А люди исчезали - по грехам их. В толпе неожиданно возникала пустота,
кто-то, опиравшийся на кого-то, чувствовал, что поддержка пропала, и
вскрикивал, и люди подхватывали крик, и сдвигались еще теснее, и голос
священника вздрагивал, но служба продолжалась, пока вдруг не упала тишина,
и прихожане увидели, что нет больше никого на амвоне, подались назад, и
возопили, и бросились вон, потому что ясно стало, что никакого спасения от
Бога ждать не приходится, но в дверях поместиться враз могли не более
четырех человек, сзади давили, и упасть было невозможно, а можно было
только умереть стоя. Что и случилось со многими, чья очередь - по грехам
их - еще не настала.
Это был мой храм, и люди приходили сюда, чтобы найти спасение или
утешение, и я ничем не помог им. Я мог, я чувствовал, что могу, понимал,
что уже могу, знал, что сила моя растет, но я не сделал ничего, я только
хотел, чтобы Лина не видела этого, я пытался отвернуть глаза ее, но она
глядела широко раскрытыми глазами души и не проклинала меня только потому,
что еще не до конца верила. Происходившее было для нее новым видом
стихийного бедствия, а стихия всегда уносит и невинных - чаще именно
невинных.
- Ты можешь сделать что-нибудь? - сказала она с тихим отчаянием. -
Что же ты опять ничего не делаешь?
Я покачал головой, и мы вернулись в мою московскую квартиру.
- А я? - спросила Лина. - Я тоже исчезну? И ты? Ты - человек?
- Мы будем, Лина. В сути нашей.
- И мама? И Ирка? - голос ее почти не был слышен.
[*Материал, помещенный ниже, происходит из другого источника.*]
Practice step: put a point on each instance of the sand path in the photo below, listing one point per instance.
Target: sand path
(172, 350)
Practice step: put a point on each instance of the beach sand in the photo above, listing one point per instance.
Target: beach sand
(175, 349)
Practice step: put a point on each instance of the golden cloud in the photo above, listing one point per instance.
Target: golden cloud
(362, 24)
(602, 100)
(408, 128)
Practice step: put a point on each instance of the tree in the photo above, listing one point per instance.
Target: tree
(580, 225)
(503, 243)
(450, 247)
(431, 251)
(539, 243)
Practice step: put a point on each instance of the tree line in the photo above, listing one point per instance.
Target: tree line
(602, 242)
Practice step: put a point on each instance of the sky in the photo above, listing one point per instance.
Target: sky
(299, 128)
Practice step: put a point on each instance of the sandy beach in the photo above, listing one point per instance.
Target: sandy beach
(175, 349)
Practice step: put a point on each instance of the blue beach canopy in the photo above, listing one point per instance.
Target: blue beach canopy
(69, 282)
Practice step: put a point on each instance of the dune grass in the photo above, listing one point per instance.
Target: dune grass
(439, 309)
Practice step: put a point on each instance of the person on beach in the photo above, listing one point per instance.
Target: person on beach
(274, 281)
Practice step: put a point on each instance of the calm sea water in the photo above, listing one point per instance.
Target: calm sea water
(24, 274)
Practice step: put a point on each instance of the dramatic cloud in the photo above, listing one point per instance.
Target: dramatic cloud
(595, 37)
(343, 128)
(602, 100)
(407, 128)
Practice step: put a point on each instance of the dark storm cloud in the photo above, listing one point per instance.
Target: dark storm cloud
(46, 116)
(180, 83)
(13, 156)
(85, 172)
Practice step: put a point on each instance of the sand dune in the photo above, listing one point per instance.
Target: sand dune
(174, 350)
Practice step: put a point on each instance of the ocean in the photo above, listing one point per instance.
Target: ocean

Она только сейчас
поняла, что дорога к Истоку пройдет и через всех наших близких, и их не
станет в одночасье.
- Ты ненавидишь людей... Нет, я не то говорю... Я знаю тебя, ты не...
Но ведь в Библии сказано, что никогда, никогда Господь не станет убивать
своих созданий!
В Библии много чего было сказано. Как до того - в Торе. Я не диктовал
Моше Книгу от корки до корки, почти вся она - плод мучительных раздумий
человека о жизни. И то, что Бог не уничтожит созданного, - придумано
людьми, понимавшими: может ведь придти и такой час.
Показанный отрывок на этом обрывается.